Not so much a review. More of a plea.
A plea to stop, in the name of all that’s healthy and good, stop playing this song all the freaking time!
It’s simply not that good a song, people. I don’t care if Grey’s Anatomy liked it. That show and its music, frankly, are true signs of pop culture’s decline. A few years ago, we were listening to Belly tunes on Homicide. Now we have just another of that strain of 21st-century pop that passes itself off as sensitive because it has a piano and a guy asking sub-existential questions in a whiny high-pitched voice.
You want to hear sensitivity from a male voice? Listen to Bob Dylan’s Blood on the Tracks. Listen to Dire Straits’ Romeo and Juliet.
Perhaps if I’d heard this song just a couple of times, I could’ve dealt with it. But it’s just drilled into my head, day after day, ages after it should’ve peaked.
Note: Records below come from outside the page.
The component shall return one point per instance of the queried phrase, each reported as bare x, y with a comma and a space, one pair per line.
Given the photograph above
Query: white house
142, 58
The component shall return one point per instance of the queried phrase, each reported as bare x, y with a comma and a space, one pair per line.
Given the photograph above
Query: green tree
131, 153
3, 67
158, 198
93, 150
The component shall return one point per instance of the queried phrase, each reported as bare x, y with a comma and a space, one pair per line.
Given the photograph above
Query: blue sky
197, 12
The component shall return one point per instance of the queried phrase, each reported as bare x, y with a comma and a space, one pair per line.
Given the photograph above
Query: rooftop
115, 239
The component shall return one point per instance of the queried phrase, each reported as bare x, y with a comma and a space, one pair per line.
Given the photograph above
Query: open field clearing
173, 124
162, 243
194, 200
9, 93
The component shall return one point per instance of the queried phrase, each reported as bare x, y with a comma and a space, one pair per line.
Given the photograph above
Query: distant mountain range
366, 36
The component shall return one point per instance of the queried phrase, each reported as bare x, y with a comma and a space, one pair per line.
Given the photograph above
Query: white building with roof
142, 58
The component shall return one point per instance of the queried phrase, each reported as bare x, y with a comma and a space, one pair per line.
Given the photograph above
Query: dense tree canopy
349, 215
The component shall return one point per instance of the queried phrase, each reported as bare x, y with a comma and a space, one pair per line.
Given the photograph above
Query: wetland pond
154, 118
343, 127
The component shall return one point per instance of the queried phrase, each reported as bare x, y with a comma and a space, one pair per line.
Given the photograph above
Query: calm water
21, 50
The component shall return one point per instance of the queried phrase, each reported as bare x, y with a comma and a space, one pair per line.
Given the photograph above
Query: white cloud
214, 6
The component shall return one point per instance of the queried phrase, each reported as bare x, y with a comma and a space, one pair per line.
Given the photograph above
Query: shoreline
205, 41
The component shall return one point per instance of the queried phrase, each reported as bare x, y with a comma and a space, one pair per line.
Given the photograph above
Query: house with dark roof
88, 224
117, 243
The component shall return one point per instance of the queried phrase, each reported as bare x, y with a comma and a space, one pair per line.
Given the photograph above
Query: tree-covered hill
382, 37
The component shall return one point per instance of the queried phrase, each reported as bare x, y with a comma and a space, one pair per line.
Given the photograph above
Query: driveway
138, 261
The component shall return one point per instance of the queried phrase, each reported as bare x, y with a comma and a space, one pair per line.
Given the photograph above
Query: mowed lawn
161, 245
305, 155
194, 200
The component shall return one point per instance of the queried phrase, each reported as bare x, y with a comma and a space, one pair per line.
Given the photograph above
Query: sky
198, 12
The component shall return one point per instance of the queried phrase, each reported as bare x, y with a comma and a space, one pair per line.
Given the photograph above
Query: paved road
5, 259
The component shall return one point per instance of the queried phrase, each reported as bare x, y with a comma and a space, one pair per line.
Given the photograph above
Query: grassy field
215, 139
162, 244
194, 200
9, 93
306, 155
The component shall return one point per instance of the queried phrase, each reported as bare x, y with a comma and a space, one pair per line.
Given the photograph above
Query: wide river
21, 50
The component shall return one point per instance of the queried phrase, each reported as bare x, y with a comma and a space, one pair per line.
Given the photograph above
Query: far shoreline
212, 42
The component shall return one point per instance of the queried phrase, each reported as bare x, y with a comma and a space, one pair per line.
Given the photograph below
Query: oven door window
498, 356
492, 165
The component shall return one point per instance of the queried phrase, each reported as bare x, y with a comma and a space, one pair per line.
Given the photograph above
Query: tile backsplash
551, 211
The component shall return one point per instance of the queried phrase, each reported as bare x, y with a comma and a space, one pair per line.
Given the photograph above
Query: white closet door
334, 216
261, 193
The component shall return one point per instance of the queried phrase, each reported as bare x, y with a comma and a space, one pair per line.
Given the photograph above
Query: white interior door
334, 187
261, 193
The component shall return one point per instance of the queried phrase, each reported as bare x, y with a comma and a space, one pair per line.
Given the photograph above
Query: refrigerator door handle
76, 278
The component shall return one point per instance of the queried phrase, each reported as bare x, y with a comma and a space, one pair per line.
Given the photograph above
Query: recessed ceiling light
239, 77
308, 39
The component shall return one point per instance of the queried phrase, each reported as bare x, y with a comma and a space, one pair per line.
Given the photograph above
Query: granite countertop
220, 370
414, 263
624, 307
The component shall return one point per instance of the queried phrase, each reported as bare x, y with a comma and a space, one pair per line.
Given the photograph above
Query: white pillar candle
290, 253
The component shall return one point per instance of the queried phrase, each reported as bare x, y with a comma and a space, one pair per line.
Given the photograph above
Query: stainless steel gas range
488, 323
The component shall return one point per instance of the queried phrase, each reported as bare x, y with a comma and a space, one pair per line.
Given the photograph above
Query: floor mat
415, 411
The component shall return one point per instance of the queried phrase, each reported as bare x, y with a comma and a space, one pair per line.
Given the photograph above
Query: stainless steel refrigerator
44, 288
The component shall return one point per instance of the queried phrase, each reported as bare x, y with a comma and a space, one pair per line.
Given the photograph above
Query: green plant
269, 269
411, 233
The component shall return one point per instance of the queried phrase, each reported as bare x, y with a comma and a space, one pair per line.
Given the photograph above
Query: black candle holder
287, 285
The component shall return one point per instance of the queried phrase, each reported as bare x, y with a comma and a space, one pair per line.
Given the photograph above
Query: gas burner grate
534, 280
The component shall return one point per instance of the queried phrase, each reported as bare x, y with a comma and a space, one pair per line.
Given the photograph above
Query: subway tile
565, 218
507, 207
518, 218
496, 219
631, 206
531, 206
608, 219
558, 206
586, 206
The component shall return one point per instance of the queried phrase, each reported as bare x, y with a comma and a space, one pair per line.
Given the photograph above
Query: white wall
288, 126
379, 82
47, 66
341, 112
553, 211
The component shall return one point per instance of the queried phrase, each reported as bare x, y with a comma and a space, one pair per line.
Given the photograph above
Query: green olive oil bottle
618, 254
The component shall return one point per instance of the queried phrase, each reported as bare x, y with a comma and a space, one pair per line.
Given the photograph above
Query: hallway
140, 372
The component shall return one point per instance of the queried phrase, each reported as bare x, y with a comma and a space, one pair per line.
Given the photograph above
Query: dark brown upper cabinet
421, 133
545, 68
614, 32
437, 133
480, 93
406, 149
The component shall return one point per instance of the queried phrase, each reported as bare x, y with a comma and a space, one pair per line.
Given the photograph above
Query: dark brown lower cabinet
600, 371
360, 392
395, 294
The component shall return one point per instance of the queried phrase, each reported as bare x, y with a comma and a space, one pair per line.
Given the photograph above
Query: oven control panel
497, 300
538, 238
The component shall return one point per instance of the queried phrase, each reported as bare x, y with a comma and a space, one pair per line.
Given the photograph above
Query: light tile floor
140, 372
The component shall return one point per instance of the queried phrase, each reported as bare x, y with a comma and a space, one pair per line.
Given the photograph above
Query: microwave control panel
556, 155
Whiny song. Whiny show. Enough.
(Sorry, just had to vent.)
I’m with you. Nothing gets me to switch the channel quicker. The worst is when it’s on at the gym, because I can’t avoid it.
I like “Over My Head (Cable Car),” though. (is that what it’s called?)
That’s what it’s called, Jason, and I agree that’s a good one. It, too, was on a medical drama–“ER”–but wasn’t overplayed like “How To Save a Life.”
Jason: They’re the same song!
Okay, not literally, but it’s the same meter.
DUH-duh, DUH-duh, DUH-duh, DUH-duh.
Over and over. Had to look it up. I think it would be called spondaic tetrameter; don’t know for sure, because no one does it.
I normally don’t despise Grey’s music on principle, but I hate the Fray all around. Quit whining, guys.